Have you tried using dump yet?


----------



## wblock@ (Sep 19, 2011)

Tape devices shouldn't have a file size limit, but bsdtar(1) very well might.  The man page doesn't say anything about it, though.  Best to ask on the mailing lists, like freebsd-questions.


----------



## grantd (Sep 19, 2011)

Savagedlight said:
			
		

> Have you tried using dump yet?



I want to be able to restore individual files, and dump appears to only allow full file system restores.  If I am wrong, can you point me to a good resource on how to do backups and restores of individual files with dump/restore?






			
				wblock said:
			
		

> Tape devices shouldn't have a file size limit, but bsdtar(1) very well might.  The man page doesn't say anything about it, though.  Best to ask on the mailing lists, like freebsd-questions.

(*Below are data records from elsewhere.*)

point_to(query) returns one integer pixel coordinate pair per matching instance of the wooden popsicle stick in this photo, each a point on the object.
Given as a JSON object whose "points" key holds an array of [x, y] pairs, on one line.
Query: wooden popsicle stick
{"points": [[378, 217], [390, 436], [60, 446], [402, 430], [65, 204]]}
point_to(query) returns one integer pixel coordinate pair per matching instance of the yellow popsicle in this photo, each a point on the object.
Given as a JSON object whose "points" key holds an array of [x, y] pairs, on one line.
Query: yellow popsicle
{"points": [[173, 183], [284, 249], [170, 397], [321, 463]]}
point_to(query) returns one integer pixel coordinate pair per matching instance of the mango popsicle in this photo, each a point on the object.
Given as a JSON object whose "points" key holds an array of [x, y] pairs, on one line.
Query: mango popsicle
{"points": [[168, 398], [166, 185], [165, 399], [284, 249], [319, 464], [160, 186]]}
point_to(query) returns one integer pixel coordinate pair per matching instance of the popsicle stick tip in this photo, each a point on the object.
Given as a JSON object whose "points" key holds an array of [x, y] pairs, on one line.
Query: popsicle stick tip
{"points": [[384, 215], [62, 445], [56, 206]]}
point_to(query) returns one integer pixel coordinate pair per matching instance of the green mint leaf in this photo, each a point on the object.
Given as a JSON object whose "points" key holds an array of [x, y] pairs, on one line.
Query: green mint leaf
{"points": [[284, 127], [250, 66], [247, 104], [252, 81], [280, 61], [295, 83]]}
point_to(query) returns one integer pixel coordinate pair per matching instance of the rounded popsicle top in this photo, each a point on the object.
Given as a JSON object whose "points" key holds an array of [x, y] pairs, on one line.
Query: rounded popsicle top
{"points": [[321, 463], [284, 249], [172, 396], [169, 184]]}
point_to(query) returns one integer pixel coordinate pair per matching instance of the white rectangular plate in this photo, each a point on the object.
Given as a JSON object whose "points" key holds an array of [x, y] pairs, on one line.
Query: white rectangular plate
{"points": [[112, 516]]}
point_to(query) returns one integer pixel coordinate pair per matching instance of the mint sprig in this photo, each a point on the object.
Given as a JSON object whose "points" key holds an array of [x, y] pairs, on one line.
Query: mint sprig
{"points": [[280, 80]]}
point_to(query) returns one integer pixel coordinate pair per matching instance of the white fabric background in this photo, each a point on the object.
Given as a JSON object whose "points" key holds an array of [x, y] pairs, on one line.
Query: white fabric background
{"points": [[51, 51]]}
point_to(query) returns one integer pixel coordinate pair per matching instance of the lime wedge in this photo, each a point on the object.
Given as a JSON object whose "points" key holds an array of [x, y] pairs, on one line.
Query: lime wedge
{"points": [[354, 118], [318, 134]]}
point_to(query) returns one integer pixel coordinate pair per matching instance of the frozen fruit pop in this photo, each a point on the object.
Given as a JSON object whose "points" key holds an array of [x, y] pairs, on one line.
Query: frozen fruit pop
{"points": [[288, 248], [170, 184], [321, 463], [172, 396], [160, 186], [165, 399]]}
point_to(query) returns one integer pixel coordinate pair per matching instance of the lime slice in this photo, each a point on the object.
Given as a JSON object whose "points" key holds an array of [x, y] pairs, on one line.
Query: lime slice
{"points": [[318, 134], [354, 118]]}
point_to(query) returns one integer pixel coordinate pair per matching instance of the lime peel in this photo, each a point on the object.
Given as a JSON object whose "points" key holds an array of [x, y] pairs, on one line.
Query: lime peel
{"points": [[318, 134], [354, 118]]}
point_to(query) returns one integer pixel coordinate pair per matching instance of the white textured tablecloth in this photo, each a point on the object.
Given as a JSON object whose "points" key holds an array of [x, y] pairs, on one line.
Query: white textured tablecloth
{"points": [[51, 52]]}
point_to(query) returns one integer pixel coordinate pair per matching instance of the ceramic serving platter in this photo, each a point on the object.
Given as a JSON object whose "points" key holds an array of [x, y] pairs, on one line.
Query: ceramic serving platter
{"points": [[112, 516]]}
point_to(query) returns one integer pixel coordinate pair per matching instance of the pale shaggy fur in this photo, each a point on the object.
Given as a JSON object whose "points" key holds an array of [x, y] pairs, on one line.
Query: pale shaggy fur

I can tar it to a file just fine, I only have a problem going to a tape.  I can also tar it to the console and pipe it to the tape with cat, but then restoring the file results in a truncated archive error.


----------



## BSDBoots (Sep 19, 2011)

Hi there,

I'm not familiar with BSD tar, but I'll try to help using GNU tar as a reference (the one on linux). Your issue could be with your tape block size and tar block size. tar by default writes in blocks of size 10 kb. This usually does not match with the block size setting of your tape drive.

You can use the mt command to get your current tape drive setting. For example
`mt -f <device> status`

If you think that could be your problem. Do one of the following
`mt -f <device> blocksize 0` (This would make your blocksize setting as zero)
or
`mt -f <device> blocksize 10k` (assuming that your tar command is writing in 10k blocks)
or
`tar -b <blocksize>` (size in 512 bytes records. i.e for 1k -b 2)

If these do not help, try posting the output when you try tar.


----------



## BSDBoots (Sep 19, 2011)

To explain the mt commands above, the first option sets the tape drive to variable block size mode. So any block size will be fine. The second tries to match the tape drive blocks size with the block size tar is writing with. The third tries to match tar's block size with the tape drives block size.


----------



## mix_room (Sep 19, 2011)

If you can [cmd=""]cat[/cmd] to tape, and [cmd=""]tar[/cmd] to file, then why not just [cmd=""]tar[/cmd] directly to tape? 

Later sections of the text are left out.